At its core, the motion is simple and smooth. Animation is always moving from left to right, giving a sense of progress. The speed of the animation is loosely based on the animation that is found within the app, so there is that sense of familiarity when watching an Uber ad on YouTube to using the app.
For this motion guideline, we will be focusing on 3 elements: colour, logo and type.
03. Wordmark
The Uber wordmark animation is quick and simple. Being quick allows me to be able to squeeze it at the end of a 6 second YouTube ad. However when using the wordmark as an overlay for video, legibility quickly becomes an issue. In order to simplify things, the guideline will discourage using the wordmark as a video overlay.
04. Logobit
The Uber logobit combines the wordmark and the bit. The bit is animated left to right, in line with the motion principle. In contrast to the wordmark, the logobit is the preferred solution as it works much better when placed over video.
05. Typography
Clan Pro for Uber is a typeface that Uber uses in all of its English speaking regions. Typography animation feels effortless and smooth, just like how every Uber ride should feel. As a rule of thumb, supers for video should be short and concise.
06. Foreign Language
In the Asia Pacific region, Uber is active in 15 countries, speaking 11 different languages. With that in mind, the same type animation is translated across all these languages, ensuring that no matter which country, the animation style remains consistent.
Combining Elements

Logo lockups
With the elements we established earlier, we can combine them into a lockup. A lockup consists of the logobit, tagline and badges from Google and Apple. These animated logo lockups often go in the front or back of a video to create brand recognition.

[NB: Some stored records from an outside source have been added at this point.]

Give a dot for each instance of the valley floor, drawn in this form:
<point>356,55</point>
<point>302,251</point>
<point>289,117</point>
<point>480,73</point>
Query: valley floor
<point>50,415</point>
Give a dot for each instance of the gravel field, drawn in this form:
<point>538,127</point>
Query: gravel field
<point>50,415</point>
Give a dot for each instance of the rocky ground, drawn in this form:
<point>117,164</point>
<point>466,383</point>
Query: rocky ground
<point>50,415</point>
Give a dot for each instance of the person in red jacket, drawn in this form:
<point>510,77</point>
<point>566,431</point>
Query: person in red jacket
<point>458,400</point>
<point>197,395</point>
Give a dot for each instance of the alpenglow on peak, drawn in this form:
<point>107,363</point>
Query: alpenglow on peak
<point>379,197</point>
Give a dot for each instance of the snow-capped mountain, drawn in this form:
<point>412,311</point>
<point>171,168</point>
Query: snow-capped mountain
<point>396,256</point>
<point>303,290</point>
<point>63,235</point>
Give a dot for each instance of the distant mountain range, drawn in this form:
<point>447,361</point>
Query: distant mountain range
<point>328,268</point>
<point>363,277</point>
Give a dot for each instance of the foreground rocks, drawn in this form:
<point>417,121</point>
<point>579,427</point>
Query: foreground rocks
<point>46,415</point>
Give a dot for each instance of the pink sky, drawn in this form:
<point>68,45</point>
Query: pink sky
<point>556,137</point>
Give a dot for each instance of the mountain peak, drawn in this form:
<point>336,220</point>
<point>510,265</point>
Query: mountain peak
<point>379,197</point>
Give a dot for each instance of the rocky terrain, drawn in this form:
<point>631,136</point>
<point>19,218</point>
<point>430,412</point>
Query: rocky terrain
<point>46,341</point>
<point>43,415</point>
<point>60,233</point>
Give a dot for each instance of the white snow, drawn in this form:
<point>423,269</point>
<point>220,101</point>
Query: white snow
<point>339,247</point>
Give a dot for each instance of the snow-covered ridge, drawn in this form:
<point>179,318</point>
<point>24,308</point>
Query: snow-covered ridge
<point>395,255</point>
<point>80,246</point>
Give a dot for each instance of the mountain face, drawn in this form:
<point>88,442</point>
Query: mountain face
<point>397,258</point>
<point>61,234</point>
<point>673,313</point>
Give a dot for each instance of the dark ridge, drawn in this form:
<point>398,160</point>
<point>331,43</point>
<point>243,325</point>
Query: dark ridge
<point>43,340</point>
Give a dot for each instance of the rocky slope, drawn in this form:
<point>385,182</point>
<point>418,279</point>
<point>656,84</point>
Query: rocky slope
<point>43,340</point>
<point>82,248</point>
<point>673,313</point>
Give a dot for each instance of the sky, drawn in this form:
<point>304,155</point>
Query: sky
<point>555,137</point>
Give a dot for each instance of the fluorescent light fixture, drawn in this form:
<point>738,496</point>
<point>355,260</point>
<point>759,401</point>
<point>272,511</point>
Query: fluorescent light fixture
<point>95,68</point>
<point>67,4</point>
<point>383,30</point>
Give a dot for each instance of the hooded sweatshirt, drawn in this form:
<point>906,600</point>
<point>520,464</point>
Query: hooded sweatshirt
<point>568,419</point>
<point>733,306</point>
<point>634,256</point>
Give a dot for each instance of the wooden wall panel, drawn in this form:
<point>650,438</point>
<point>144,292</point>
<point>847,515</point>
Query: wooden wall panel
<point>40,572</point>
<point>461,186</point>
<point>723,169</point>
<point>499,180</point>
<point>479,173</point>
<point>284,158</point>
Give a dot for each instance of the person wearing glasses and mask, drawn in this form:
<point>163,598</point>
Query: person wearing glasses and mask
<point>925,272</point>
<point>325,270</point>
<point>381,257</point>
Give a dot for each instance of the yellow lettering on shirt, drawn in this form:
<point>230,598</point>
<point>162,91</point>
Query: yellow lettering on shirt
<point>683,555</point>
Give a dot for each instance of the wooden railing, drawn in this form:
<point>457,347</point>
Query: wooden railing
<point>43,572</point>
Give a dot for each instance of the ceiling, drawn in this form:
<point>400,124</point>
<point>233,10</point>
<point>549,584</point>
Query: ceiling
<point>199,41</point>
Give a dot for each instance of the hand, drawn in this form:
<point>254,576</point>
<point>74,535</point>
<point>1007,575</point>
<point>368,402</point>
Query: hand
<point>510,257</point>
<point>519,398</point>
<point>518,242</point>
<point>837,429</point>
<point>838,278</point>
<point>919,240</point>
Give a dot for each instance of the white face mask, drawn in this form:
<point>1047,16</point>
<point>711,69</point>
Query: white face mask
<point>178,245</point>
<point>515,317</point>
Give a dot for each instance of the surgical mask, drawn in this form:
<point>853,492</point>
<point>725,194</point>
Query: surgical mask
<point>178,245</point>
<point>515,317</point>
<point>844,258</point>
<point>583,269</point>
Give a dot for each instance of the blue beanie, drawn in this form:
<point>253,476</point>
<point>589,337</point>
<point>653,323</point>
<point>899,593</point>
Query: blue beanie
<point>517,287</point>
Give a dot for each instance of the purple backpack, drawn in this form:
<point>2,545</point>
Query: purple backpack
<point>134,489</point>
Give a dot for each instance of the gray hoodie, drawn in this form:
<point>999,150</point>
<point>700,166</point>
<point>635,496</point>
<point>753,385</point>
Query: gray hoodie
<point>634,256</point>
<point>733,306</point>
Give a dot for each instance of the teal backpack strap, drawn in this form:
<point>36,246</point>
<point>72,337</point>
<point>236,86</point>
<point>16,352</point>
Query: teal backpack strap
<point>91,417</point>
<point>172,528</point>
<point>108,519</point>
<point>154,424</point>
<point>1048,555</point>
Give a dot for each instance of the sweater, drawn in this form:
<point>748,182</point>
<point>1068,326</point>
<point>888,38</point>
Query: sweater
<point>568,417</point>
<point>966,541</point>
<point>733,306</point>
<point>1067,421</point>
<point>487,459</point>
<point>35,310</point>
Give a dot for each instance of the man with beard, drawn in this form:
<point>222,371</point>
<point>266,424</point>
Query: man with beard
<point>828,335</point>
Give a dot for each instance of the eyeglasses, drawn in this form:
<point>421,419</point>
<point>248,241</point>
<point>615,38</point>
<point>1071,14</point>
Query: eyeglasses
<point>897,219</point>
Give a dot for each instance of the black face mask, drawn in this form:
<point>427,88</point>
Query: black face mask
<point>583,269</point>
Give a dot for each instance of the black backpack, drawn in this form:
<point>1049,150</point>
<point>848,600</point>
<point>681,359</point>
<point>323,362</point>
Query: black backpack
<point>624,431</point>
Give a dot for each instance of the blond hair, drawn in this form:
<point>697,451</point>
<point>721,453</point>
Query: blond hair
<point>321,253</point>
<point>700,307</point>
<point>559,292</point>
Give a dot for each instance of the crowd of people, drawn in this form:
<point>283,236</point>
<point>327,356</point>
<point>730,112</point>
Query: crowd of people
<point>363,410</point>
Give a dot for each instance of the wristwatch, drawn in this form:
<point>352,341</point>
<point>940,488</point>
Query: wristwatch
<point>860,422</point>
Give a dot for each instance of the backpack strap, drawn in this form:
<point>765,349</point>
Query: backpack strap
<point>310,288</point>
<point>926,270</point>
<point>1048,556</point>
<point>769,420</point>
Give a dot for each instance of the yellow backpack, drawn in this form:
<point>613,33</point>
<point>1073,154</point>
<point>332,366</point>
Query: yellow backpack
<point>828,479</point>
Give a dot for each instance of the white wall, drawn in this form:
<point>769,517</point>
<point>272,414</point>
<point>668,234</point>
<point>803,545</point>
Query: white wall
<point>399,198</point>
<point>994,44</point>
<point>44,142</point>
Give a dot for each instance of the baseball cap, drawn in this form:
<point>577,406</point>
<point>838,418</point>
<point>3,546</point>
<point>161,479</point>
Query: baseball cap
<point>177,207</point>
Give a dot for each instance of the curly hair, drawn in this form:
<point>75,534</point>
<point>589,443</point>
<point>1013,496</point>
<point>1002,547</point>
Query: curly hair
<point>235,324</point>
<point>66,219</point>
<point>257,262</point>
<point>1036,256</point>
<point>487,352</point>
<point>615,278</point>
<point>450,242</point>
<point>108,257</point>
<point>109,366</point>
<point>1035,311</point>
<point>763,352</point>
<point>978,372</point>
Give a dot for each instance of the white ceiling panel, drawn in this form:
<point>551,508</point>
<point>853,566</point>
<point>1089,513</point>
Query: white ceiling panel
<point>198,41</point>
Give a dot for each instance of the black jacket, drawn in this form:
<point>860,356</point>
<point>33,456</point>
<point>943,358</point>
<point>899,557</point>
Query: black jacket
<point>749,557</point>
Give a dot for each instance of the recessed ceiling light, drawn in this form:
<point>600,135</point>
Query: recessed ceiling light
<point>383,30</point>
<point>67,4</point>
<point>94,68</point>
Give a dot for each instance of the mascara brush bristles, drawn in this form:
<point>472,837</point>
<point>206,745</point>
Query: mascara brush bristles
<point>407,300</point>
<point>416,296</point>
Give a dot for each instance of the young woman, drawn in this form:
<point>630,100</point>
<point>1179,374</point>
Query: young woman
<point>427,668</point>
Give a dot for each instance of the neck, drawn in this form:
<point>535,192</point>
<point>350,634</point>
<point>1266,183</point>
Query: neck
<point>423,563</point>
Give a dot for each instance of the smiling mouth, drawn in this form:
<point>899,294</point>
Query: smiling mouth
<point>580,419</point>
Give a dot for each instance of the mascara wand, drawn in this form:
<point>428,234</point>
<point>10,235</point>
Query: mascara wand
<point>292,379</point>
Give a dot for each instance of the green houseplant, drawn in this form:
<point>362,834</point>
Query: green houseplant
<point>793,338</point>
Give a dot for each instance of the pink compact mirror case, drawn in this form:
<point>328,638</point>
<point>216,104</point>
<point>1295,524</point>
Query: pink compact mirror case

Animated lockups come in a variety of durations to complement the duration of the video. Short YouTube bumper ads require a quick lockup, while a feature length video can afford to have a full lockup. 
Guidelines for Elements Placement
Combining Tagline and Logobit in a Lockup
Logobit transforming into the Uber App Icon for visual recognition
Supers, Lower Thirds & Subtitles
Establishing basic guidelines for other on screen elements such supers, lower thirds and subtitles rounds up the motion guideline. All these guides are in place to ensure that the branding remains consistent without too many restrictions on creative direction such as colour grading, editing style etc.
Animated lower thirds using the Bit as a container.